Soreness in the heel while walking is a common symptom of various diseases or the effects of traumatic factors, familiar to almost everyone. In women, such a disease is more common than in men, due to walking in high heels.

The heel due to the anatomical structure and the presence of a dense layer of fat can withstand enormous loads. But due to the spongy structure of the calcaneus, the large number of nerves passing through it, the blood vessels, it is very vulnerable and sensitive to injury or illness. Damage to many nerve endings leads to constant pain when walking, difficulty, and sometimes the impossibility of stepping on the heel.

Features of the heel

The heel serves as a kind of shock absorber when relying on the foot. It accounts for the bulk of the load while walking or standing on the legs. The heel consists of muscles, ligaments, tendons, calcaneus, a thick fat layer, a network of blood vessels and a multitude of nerve fibers.

Spongy heel bone is the largest of the 26 skeletal bones of the foot. Located in the lower part of the posterior metatarsus. It has a flattened laterally and slightly elongated body, a well palpable heel tubercle and two articular surfaces, which are used for articulation with the cuboid bone in front, and the talus bone from above. In addition, there is a projection, which is the support of the talus. She ties the bones of the lower leg and heels.

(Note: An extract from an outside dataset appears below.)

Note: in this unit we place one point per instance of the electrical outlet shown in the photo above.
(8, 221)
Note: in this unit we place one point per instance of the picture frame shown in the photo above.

Causes of heel pain when walking

Heel support pain can occur due to a variety of reasons, conditionally dividing into several groups: factors not related to any diseases; diseases with direct damage to the structures of the foot; diseases affecting the osteo-articular apparatus; injuries.

Reasons not caused by disease

Sore heels

  1. Prolonged overstrain of the structures of the foot contributes to the appearance of "heel pain syndrome". Wearing shoes with the wrong shoe, lifting, insole, as well as frequent change of high heels to unusually low, can lead to overstressing muscles. Tension of the foot may be due to flatfoot.
  2. Atrophy of the subcutaneous adipose "cushion" in the heel occurs as a result of a dramatic weight loss or an increase in daily physical activity, coupled with physical overload.
  3. Constant standing on the legs for a whole day . By the end of the day, the legs get tired and the person may feel soreness in the heels when walking.
  4. Stable obesity or a sharp weight gain in a short time helps to increase the load on the foot.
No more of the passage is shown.